NanoVNMTEB / nfcorpus_vn

Overview

nfcorpus_vn is the Vietnamese NanoVNMTEB version of NFCorpus, a medical information retrieval benchmark built to connect lay health information needs with scientific literature. The original NFCorpus links NutritionFacts.org topics and questions to medical research articles, especially PubMed-style abstracts. In this VN-MTEB split, translated lay health or nutrition queries retrieve translated biomedical abstracts.
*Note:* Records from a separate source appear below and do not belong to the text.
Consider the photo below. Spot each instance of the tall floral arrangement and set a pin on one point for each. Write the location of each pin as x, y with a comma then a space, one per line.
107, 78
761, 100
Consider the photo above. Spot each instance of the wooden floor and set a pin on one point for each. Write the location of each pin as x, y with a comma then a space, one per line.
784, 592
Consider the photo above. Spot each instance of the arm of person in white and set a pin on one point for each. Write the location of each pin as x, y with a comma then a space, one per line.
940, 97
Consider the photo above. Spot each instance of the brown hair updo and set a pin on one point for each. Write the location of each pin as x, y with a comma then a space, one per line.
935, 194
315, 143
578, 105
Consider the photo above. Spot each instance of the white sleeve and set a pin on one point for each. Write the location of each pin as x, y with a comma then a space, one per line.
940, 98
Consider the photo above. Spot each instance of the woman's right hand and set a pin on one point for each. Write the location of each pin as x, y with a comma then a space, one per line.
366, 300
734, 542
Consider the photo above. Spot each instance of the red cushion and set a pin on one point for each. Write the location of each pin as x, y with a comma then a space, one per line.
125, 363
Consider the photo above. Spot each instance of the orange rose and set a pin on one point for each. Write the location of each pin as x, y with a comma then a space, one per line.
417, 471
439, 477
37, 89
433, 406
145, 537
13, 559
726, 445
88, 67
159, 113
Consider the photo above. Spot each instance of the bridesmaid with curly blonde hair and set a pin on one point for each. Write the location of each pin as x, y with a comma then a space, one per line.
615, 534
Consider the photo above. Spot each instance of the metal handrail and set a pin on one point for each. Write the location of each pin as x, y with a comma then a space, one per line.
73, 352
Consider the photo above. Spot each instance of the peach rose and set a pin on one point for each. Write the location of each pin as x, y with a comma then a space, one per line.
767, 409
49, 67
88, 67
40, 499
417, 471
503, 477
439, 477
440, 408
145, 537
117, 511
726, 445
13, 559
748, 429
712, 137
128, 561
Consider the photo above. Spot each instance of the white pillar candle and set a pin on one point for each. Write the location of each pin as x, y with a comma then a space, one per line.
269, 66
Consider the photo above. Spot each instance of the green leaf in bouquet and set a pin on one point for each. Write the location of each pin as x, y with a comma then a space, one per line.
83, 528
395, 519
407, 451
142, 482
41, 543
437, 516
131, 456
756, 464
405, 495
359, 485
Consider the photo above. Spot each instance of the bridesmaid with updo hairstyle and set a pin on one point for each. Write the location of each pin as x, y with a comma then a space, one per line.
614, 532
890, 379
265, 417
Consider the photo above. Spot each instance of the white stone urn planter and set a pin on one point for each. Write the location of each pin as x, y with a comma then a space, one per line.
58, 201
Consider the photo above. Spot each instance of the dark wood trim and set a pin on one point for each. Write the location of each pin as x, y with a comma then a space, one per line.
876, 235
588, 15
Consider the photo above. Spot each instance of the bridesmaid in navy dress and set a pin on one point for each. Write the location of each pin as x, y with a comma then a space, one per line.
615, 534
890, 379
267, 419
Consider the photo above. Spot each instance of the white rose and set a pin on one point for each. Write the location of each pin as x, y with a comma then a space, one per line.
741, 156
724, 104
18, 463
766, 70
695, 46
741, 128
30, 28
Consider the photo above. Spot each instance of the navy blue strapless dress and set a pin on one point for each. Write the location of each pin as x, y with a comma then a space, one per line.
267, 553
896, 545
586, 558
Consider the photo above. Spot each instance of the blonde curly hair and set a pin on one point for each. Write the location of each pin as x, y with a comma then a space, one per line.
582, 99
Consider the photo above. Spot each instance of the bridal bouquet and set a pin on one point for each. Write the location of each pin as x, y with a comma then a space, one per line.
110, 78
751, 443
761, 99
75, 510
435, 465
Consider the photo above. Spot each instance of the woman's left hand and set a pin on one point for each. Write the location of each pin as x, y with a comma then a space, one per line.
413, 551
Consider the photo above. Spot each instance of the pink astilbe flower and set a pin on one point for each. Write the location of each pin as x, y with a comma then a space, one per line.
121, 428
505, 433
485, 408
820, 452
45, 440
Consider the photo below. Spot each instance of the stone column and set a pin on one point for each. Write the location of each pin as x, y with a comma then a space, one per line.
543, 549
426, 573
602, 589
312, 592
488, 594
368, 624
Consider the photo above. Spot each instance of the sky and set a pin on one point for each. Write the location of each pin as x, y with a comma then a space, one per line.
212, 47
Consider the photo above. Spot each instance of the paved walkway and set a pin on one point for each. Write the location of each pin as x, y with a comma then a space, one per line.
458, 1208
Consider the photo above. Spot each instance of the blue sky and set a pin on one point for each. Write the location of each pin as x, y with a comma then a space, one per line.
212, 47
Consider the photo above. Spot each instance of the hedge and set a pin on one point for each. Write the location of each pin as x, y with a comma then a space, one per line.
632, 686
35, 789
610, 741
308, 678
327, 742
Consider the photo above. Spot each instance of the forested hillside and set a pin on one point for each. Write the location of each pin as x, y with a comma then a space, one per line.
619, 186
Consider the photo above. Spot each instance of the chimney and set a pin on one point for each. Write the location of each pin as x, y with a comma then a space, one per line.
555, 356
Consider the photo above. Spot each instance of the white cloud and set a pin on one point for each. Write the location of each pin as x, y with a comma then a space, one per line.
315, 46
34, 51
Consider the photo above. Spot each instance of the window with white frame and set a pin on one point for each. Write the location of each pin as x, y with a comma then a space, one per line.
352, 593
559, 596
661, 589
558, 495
The split contains 166 queries, 3,618 documents, and 4,571 positive qrels. Queries are very short, averaging 24.722892 characters, while documents are long biomedical abstracts averaging 1,584.25152 characters. It is strongly multi-positive: the average query has 27.536145 positives, and the median has 14. reranking_hybrid is strongest, but all absolute scores are low. The task is difficult because everyday health terms must be mapped to technical biomedical evidence, often across a large lexical and conceptual gap.

Details

What the Original Data Measures

NFCorpus was designed for medical information retrieval from lay health content to scientific articles. The original dataset links consumer-facing NutritionFacts.org pages to research literature at several relevance levels. In retrieval form, a query may be a disease, food, nutrient, intervention, or health concept, and relevant documents are abstracts with biomedical terminology.

The Vietnamese version translates the source data, though the language field is marked multilingual and some queries may remain very short or non-Vietnamese-like. Documents are mostly Vietnamese-translated abstracts but preserve scientific terms, intervention names, disease names, measurement language, and study outcomes. This makes the task different from ordinary QA: a relevant abstract may not directly answer in lay language but is scientifically connected to the topic.

Observed Data Profile

The task has 4,571 positives for 166 queries. The average positive count is 27.536145, the median is 14, and 156 queries have multiple positives, giving a multi-positive rate of 93.975904%. The maximum positive count is 100. This is a set-retrieval and ranking task over many potentially relevant biomedical abstracts.

Queries are often extremely short, such as a food, nutrient, disease, or broad health concept. Documents are long abstracts with methods, outcomes, populations, and scientific framing. The task therefore combines query expansion, lay-to-technical vocabulary mapping, and multi-positive ranking.

BM25 Evaluation Profile

BM25 reaches nDCG@10 of 0.2551666290, hit@10 of 0.5963855422, and recall@100 of 0.1817982936 with a top-500 candidate set. The hit rate shows that lexical retrieval often finds at least one related abstract, especially when a disease, nutrient, or food term appears directly.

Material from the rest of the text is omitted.